Press Freedom Watchdog Slams Thai Junta’s Media ‘Blitzkrieg’ in Report
2015.11.12
Since the Thai military seized power in a coup 18 months ago, the junta’s obsession with peace and order has led the ruling generals to suppress Thailand’s media under their “reign of terror,” Reporters Without Borders (RSF) says in a new report.
The Paris-based press freedom watchdog on Thursday released a 44-page report, “Media hounded by junta since 2014 coup,” which examines the record and policies of Prime Minister Prayuth Chan-o-cha’s regime toward journalists and news organizations.

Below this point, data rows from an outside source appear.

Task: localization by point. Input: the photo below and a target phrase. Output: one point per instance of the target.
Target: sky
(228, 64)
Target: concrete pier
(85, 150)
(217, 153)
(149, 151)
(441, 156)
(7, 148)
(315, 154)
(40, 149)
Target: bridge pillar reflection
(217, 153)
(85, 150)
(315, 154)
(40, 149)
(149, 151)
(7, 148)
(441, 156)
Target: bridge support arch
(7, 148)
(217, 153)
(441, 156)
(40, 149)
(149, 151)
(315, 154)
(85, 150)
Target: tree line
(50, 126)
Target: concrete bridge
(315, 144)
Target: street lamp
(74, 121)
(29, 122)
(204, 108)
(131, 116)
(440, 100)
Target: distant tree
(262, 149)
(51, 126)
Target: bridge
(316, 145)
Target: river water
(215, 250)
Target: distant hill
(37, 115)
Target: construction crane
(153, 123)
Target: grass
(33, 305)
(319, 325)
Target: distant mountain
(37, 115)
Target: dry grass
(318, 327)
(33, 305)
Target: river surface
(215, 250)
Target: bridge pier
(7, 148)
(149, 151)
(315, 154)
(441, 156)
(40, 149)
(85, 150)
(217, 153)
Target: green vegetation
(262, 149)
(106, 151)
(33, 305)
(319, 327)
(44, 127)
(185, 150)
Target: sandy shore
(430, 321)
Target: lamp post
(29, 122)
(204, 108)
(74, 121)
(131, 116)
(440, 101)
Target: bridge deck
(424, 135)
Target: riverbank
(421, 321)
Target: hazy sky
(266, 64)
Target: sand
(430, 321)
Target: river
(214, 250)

RSF has also ranked Thailand 134th out of 180 nations on its 2015 World Press Freedom Index.
The “junta has been persecuting the media for the past 18 months, imposing a reign of terror that has included interrogations, arbitrary arrests, a spate of prosecutions and barely veiled threats,” the report states.

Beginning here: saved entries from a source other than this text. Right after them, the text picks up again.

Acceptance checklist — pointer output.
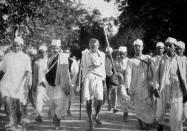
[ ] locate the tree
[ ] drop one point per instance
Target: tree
(157, 19)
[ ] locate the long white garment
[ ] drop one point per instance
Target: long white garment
(123, 98)
(170, 91)
(137, 80)
(73, 74)
(15, 65)
(40, 69)
(108, 66)
(58, 100)
(94, 64)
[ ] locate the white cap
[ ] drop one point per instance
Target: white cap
(1, 53)
(181, 44)
(122, 49)
(171, 40)
(32, 51)
(138, 42)
(160, 44)
(56, 43)
(43, 48)
(109, 49)
(19, 40)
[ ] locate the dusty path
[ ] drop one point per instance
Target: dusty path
(111, 122)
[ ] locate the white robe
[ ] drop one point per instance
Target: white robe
(169, 86)
(15, 65)
(137, 80)
(123, 98)
(58, 100)
(40, 69)
(93, 74)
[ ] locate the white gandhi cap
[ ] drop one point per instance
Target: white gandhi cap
(160, 44)
(171, 40)
(109, 49)
(43, 48)
(122, 49)
(56, 43)
(181, 44)
(19, 40)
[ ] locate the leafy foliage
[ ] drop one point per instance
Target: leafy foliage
(157, 19)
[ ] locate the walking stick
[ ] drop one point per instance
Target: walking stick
(81, 84)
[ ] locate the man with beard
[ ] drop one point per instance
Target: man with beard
(14, 85)
(121, 65)
(138, 80)
(180, 48)
(171, 71)
(39, 81)
(93, 60)
(58, 77)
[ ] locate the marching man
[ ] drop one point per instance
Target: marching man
(138, 80)
(121, 65)
(39, 82)
(14, 85)
(93, 61)
(58, 77)
(172, 71)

The junta’s obsessiveness with peace and order – “or its use as a pretext,” as RSF puts it – “has stripped journalists and independent civil society representatives of the media freedom and freedom of information that they had won at great cost during the previous decade,” the report says.
It points to the government’s strategy of raids on media outlets and arrests of journalists along with mass URL blocking and surveillance of internet users.
“This theft of freedoms that are indispensable to democracy has been perpetrated by the military in full view of the international community, which has not, however, sufficiently decried it,” RSF concludes.
V for victory
One of the report’s chapters documents the persecution of the news website Phuketwan. Journalists Alan Morison and Chutima Sidasathian were acquitted in September on defamation charges brought against them by the Thai navy based on a 41-word excerpt from a Reuters news report, which the website published in July 2013 as part of a report on human trafficking.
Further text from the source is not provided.